Menghadapi tragedi yang begitu luas, beberapa analis berpendapat bahwa ketakutan itu berlebihan.

“Kepanikan pasar tampaknya tidak proporsional,” tulis kepala ekonom EY Gregory Daco dalam sebuah catatan kepada kliennya pada hari Senin. “Dalam pandangan kami, masalah inti terletak pada tindakan dan pemikiran The Fed. ”

Joseph Brusuelas, kepala ekonom di RSM AS, mengatakan ini adalah "kepanikan pasar yang klasik". Ia menambahkan, penting untuk diingat bahwa pasar bukanlah perekonomian.

Analis lain menilai fokusnya terletak pada kenaikan harga saham yang berlebihan dalam beberapa periode terakhir, terutama pada perusahaan teknologi.

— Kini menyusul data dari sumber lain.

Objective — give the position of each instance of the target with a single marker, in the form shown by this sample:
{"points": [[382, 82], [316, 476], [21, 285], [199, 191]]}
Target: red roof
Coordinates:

Kevin Gordon, ahli strategi investasi senior di Charles Schwab, mengatakan: "Saya tidak sepenuhnya yakin bahwa pasar memilih pelemahan ekonomi secara langsung... Saya pikir ini akan memakan waktu lebih lama. Anda harus merasakannya." bahwa sejak pasar mencapai puncaknya pada bulan Juli, sektor-sektor seperti barang konsumsi dan utilitas telah memimpin pasar, dengan kerugian terbesar terjadi pada sektor teknologi.

Drew Pettit, ahli strategi ekuitas AS di Citi, setuju dengan Gordon, melihat aksi pasar sebagai kelanjutan dari tren terkini – dengan investor mengambil keuntungan dari saham-saham teknologi yang telah “terbang tinggi” sepanjang tahun 2023 dan 2024. Ambil keuntungan dan beralih ke area pasar lain yang kurang bergantung pada pertumbuhan.

"Ini lebih tentang menjual saham-saham dengan harga tinggi dan menghasilkan sejumlah keuntungan... Ini bukan kehancuran total dari siklus perdagangan."

Bagian dari lonjakan pasar saham tahun ini berkisar pada kecerdasan buatan. Kritikus percaya bahwa harga saham meningkat lebih cepat daripada keuntungan perusahaan dan pasar saham "terlihat mahal".

Hanya ada dua cara untuk membuat saham-saham raksasa teknologi terlihat lebih murah. Yang pertama adalah dengan menurunkan harga saham, dan yang lainnya adalah agar keuntungan perusahaan tetap terjaga. Namun ketika raksasa teknologi merilis laporan kinerja triwulanan baru, janji-janji perusahaan mengenai keuntungan yang dihasilkan oleh kecerdasan buatan (AI) tampaknya semakin tidak dapat dipercaya.

Baik itu Google, Microsoft, atau Amazon, musim pendapatan kali ini kurang memuaskan dalam hal hasil kecerdasan buatan. Memang benar, unit bisnis cloud-nya menunjukkan pertumbuhan yang solid, namun hal itu tidak cukup untuk menenangkan investor. Pada saat yang sama, Meta dan Microsoft telah memperjelas bahwa mereka berharap untuk terus meningkatkan pengeluaran aset, dan alasannya tentu saja juga karena penelitian kecerdasan buatan dan pengembangan produk.

"Black Monday" telah berlalu, atau baru saja memasuki malam, belum diketahui.

Situs berita online Amerika "Intelligencer" menunjukkan bahwa banyak ekonom percaya bahwa aksi jual pada hari Senin itu berlebihan dan ketakutanlah yang memicu aksi jual tersebut, bukan pandangan rasional bahwa resesi ekonomi akan datang. Namun meski begitu, masih ada kemungkinan masih ada permasalahan lain yang belum mengemuka. Misalnya, beberapa hedge fund atau bank menahan yen yang terlalu mahal, atau saham Nvidia yang anjlok drastis sehingga terlambat untuk dijual. Jika dana besar bangkrut, akan ada dampak buruknya.

"Pertanyaannya adalah siapa yang membeli banyak saham teknologi pada waktu yang salah. Ini masih awal bulan, jadi mungkin perlu waktu beberapa minggu untuk melihat dampak sebenarnya."